Dans le personnel militaire, la plupart des officiels de l’armée sont déjà des ingénieurs avant d’être des ingénieurs militaires. Car il faut faire une différence entre les ingénieurs civils et les ingénieurs militaires. L’ingénieur civil a un « mind set » du civil. Il travaille comme les civils. Alors que l’ingénieur militaire a certaines particularités qu’on lui inculque. Notamment le fait de pouvoir réaliser des travaux le plus rapidement possible, en zone de conflit, donc sous le stress. Nous recrutons des personnels avec qui nous travaillons. Ce qui nous permet de renforcer le lien Armée-Nation et de faire en sorte qu’au sein des populations, nous ayions un bon feedback de ce que pensent les populations.

Une dernière question, celle du coût des travaux est intéressante. Dites-nous, colonel, est-ce plus cher de travailler avec le Génie militaire, ou est-ce moins cher ?

En général, c’est toujours moins cher de travailler avec le Génie militaire. Le Génie militaire c’est nous le faisons mieux, vite et moins cher. Mais la question qu’on peut se poser c’est celle de savoir pourquoi ne nous confie-t-on pas tous les travaux ? Ce n’est pas possible. Pourquoi parce que nous ne soumissionnons pas aux travaux publics. Nos travaux sont réalisés sous très haute instruction du Chef de l’Etat, chef des armées. Et on nous le donne toujours pour une raison. Certainement parce qu’on est en zone de crise. Parce qu’il n’y a pas suffisamment de moyens, ou parce qu’on est en train de vouloir aller vite. Ou alors, parce que l’Etat est pleinement engagé. Le cas par exemple du cinquantenaire des indépendances, où on a fait appel au Génie militaire pour s’assurer que les travaux seront faits à temps.

Souvent le public ne comprend pas. Nous ne sommes pas une entreprise. Nous ne faisons pas de bénéfice. Nous ne pouvons pas aller prendre un prêt à la banque pour réaliser les travaux, et espérer un bénéfice. Quand nous avons les moyens, nous lançons les travaux. Et nous les faisons à hauteur des moyens que nous avons reçus. Et la plupart des travaux que nous faisons sont souvent des travaux de très très haute qualité et qui durent.
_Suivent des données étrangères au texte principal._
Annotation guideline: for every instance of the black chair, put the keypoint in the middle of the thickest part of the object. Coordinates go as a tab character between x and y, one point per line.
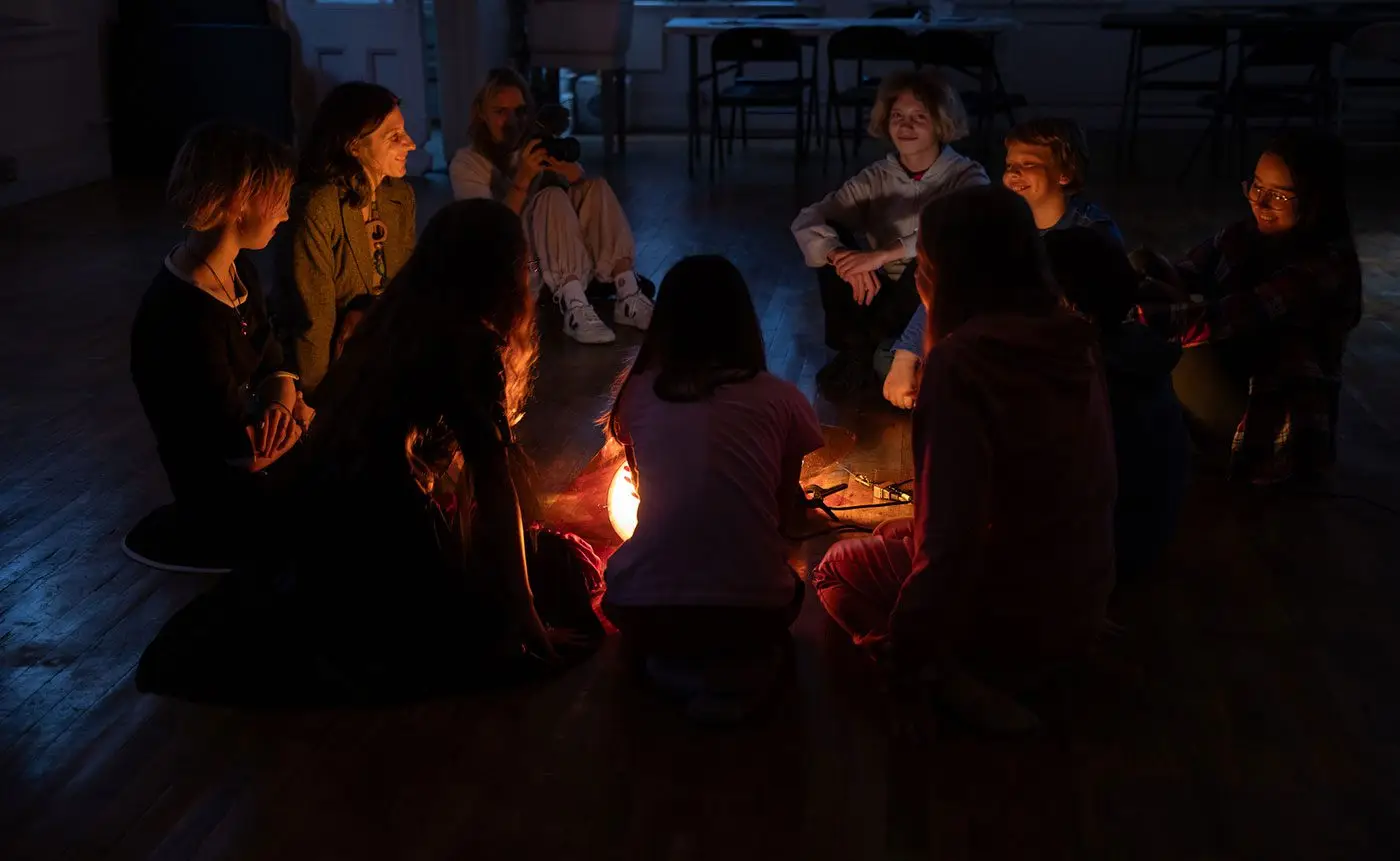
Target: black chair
808	42
973	56
857	45
893	13
167	80
1371	65
1299	86
734	49
1186	45
899	11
Pour nous, c’est la défense du sigle Génie militaire qui est plus importante que les missions de contrôle. Nous sommes souvent plus rigoureux par rapport aux travaux qui nous sont confiés.

Le nom du Génie militaire a été cité sur la route Babadjou-Bamenda. En tout cas, depuis que les engins de Sogea Satom ont été mis à feu. C’est vrai, le dossier n’est pas encore bouclé. La zone anglophone en particulier a besoin d’infrastructures routières. Avez-vous des projets dans cette zone en particulier ?
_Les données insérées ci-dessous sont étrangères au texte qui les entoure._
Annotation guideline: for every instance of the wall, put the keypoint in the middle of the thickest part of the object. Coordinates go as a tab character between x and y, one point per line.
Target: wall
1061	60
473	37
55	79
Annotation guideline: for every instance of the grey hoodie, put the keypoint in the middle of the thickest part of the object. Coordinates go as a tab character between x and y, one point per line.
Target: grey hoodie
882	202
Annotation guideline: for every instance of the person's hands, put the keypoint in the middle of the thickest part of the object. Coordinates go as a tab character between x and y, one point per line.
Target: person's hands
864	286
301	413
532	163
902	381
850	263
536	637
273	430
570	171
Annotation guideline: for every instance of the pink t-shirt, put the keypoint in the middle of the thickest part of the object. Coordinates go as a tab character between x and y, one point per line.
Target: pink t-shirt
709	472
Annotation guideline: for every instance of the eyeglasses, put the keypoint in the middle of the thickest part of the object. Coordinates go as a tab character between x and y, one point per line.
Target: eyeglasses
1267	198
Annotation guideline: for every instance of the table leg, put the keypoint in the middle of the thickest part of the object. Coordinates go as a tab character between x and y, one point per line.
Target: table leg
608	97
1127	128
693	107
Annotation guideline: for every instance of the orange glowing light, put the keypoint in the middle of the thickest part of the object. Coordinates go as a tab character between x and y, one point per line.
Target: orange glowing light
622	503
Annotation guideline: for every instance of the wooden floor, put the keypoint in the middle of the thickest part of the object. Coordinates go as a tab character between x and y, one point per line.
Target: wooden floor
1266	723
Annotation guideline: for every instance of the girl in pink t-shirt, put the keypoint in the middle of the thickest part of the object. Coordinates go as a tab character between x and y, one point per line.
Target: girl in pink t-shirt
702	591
La zone anglophone est une zone de crise. Et dans toute zone de crise, le Génie militaire intervient dans le cadre de l’appui à la mobilité. Nous sommes déjà là-bas en train d’aménager les voies routières, en train d’aménager les ponts qui sont détruits. Mais nous le faisons dans le cadre de l’urgence, dans le cadre militaire. Et le ministre des Travaux publics vient d’écrire afin que le Génie militaire puisse prendre certains projets routiers dans cette zone. Les discussions sont en cours avec la hiérarchie militaire pour voir la faisabilité de l’exécution de ces types de projets.